In October 2015, the husband and his girlfriend had a “civil commitment ceremony” so they would be married “under the eyes of God.” An officiant conducted the ceremony, but the couple made it clear that they were “not getting married via a marriage license,” and the officiant thus did not “marry” them. However, at the end of the ceremony, the officiant stated: “I now pronounce you to be husband and wife. You may kiss your bride.” In addition, the husband and his girlfriend posted on social media regarding their engagement and wedding, and the husband announced their engagement in a wedding magazine.
The wife subsequently moved to terminate her alimony obligation because of the husband’s remarriage. The husband opposed the motion, contending that because he was not legally married, he had not remarried for purposes of the MSA. The Family Part judge granted the wife’s motion after oral argument, but without a plenary hearing, on January 22, 2016. The court concluded that the husband and his girlfriend intentionally did everything to be married except get the marriage license so they could avoid losing alimony payments.
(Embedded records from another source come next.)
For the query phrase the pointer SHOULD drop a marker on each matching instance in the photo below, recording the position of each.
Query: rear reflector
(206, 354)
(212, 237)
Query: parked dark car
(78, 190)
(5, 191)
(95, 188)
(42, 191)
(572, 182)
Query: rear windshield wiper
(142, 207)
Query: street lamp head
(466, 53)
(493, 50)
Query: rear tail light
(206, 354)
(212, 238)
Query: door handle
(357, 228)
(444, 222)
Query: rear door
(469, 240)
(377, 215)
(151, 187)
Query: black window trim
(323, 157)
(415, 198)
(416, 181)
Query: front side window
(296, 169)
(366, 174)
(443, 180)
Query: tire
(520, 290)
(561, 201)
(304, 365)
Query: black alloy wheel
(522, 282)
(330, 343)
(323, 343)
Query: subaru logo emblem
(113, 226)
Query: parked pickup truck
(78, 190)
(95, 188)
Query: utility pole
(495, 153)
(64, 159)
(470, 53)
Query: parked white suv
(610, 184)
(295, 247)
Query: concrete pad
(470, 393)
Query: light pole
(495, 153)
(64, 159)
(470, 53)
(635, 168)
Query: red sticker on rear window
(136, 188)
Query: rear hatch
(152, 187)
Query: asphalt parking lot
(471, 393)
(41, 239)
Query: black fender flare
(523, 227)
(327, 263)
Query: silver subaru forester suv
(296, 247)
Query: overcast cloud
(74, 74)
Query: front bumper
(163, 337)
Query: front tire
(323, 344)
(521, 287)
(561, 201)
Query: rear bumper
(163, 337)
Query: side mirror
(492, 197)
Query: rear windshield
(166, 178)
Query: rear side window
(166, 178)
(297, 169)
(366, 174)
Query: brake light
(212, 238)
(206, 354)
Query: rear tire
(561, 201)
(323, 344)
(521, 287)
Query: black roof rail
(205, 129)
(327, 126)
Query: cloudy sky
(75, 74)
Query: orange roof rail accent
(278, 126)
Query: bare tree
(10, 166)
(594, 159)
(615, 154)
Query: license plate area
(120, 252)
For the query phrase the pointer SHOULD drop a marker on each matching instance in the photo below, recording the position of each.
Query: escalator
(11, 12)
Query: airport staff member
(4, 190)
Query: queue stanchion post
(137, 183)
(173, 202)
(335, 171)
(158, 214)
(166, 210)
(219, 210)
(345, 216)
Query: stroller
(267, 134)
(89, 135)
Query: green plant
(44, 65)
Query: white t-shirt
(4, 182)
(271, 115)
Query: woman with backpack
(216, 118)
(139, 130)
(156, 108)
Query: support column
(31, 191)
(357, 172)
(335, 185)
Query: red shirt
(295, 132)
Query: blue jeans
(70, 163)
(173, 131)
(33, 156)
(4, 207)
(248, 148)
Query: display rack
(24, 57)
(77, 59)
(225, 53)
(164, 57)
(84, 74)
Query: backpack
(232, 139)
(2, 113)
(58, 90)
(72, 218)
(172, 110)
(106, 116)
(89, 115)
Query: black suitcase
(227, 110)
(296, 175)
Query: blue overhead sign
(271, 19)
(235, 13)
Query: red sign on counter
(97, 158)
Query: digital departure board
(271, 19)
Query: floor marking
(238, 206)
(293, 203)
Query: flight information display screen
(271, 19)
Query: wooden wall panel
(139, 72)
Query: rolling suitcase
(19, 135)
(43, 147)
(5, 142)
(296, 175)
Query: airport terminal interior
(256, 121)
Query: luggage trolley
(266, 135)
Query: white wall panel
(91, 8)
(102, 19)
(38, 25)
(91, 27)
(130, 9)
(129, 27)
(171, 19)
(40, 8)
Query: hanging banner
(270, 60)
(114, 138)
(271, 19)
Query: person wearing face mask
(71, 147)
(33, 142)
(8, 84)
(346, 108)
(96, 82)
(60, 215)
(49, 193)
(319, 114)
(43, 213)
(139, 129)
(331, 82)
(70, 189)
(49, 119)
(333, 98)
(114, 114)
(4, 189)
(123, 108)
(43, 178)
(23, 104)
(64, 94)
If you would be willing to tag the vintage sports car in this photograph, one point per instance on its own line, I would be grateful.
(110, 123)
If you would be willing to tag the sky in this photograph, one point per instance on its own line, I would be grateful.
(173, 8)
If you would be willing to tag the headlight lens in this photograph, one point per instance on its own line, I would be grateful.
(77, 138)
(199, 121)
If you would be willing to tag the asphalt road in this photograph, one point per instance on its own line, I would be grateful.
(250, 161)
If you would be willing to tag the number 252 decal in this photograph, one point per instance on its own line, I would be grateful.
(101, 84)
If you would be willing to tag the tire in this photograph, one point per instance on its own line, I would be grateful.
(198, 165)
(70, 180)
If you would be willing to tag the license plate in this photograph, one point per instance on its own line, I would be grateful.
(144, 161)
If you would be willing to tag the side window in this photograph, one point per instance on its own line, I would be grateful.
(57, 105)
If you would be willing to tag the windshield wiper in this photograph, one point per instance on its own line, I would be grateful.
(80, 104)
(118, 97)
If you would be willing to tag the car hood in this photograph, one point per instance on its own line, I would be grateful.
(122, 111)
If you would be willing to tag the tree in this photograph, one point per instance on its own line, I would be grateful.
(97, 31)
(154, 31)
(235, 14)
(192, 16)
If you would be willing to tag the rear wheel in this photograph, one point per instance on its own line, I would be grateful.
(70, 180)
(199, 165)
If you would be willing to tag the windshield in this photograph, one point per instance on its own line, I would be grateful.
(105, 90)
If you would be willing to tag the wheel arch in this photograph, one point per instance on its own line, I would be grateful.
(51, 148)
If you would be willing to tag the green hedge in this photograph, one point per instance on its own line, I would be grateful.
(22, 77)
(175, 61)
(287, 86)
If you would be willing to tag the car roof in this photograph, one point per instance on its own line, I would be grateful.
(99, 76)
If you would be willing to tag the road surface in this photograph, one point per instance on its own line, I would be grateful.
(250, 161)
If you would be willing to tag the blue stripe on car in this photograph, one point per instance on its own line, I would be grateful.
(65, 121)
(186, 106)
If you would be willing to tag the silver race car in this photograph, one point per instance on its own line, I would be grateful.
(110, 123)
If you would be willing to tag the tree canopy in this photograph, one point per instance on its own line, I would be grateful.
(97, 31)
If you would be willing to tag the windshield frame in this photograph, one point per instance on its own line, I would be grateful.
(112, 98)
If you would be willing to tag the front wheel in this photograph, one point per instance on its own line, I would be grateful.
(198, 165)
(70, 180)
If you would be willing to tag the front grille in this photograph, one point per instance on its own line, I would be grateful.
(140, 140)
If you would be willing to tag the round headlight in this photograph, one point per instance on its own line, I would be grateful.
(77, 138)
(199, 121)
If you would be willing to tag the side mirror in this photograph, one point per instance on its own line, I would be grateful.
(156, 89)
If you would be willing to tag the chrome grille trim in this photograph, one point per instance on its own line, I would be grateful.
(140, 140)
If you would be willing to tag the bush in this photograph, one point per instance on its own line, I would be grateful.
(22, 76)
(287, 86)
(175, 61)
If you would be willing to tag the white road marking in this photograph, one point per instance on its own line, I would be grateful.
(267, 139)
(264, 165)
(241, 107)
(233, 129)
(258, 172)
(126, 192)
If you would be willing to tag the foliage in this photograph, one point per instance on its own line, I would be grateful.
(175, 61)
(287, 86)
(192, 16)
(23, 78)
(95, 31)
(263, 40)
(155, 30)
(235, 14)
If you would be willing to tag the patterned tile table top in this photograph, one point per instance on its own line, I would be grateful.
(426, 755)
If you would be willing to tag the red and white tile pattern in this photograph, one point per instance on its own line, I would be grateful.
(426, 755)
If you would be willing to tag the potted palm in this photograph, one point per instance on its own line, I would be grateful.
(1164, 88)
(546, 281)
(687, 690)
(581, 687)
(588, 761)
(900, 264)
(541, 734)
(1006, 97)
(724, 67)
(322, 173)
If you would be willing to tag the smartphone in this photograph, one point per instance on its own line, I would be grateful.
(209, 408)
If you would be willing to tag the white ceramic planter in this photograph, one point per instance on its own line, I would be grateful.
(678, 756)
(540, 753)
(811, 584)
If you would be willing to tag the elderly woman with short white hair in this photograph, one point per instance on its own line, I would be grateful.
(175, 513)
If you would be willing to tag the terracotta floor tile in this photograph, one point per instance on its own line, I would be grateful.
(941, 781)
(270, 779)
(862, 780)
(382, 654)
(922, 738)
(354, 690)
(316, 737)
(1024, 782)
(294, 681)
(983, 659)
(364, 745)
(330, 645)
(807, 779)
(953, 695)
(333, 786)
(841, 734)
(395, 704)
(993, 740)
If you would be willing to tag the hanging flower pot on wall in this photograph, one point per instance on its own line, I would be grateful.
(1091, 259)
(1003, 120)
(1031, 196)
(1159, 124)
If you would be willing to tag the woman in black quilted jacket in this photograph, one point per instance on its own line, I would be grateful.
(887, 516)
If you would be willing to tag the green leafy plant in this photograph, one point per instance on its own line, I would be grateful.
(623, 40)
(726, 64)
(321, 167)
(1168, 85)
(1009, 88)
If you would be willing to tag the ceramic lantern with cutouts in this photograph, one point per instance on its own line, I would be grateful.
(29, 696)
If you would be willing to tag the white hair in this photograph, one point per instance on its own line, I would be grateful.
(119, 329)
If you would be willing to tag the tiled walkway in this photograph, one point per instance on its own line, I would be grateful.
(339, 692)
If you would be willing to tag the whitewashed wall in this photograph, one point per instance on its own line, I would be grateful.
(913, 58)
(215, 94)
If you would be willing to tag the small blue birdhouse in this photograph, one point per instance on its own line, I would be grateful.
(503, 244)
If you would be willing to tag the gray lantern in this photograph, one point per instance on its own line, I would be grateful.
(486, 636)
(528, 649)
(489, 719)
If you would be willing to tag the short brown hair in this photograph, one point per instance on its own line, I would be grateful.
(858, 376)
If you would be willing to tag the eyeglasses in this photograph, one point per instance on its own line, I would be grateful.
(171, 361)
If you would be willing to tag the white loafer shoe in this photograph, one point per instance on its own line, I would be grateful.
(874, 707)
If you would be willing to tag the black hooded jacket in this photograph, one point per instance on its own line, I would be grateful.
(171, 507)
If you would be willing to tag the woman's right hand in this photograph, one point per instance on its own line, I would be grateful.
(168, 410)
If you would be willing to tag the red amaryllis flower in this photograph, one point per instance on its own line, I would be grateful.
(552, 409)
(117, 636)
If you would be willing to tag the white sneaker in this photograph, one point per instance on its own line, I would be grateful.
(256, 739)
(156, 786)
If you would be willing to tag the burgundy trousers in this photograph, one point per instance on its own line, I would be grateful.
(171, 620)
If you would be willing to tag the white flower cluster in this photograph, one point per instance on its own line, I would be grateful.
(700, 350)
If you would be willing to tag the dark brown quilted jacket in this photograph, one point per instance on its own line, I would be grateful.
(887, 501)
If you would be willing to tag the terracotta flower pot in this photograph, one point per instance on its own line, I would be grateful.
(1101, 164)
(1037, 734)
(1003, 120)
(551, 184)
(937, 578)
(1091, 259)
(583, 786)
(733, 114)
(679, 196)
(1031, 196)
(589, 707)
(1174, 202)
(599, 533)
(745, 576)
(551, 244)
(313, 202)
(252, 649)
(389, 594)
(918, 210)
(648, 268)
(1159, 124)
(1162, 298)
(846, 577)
The judge was “not going to permit” the husband to “take all the steps there are to be a married couple just to solely twist or abuse the language, what a ‘marriage’ is.”
The husband appealed, arguing that the MSA only authorized termination of the wife’s alimony obligation upon remarriage and, because he did not obtain a marriage license, he did not remarry. The Appellate Division agreed that the Family Part judge erred in terminating alimony based on the husband’s participation in the commitment ceremony, explaining that marriage in New Jersey requires a marriage license and solemnization by an authorized person. The Appellate Division found nothing in the record indicating that the husband and his girlfriend obtained a marriage license, so the commitment ceremony could not result in a lawful marriage.
The Appellate Division explained that New Jersey embraces a brightline rule regarding marriage: if all the statutory elements are not met, the couple is not married. A ceremony in which the couple refers to each other as husband and wife, and in which the officiant declares them husband and wife, is inconsequential when the couple did not obtain a marriage license. Accordingly, the Appellate Division reversed the Family Part judge’s conclusion that the husband and his girlfriend partaking in a commitment ceremony and referring to each other as husband and wife were tantamount to marriage for purposes of the alimony provision of the MSA. The court did not hold an evidentiary hearing, so nothing in the record indicated that the husband and wife intended “remarriage” to mean anything other than a lawful marriage.
But the Appellate Division also noted that, while the judge should not have terminated the alimony obligation, the court could have properly considered whether the obligation should be modified because of the husband’s cohabitation. The husband and wife did not exchange financial information, so the Appellate Division could not determine the extent to which the finances of the husband and his girlfriend were intertwined. The Appellate Division thus remanded the matter to the Family Part to consider whether changed circumstances warranted reducing alimony.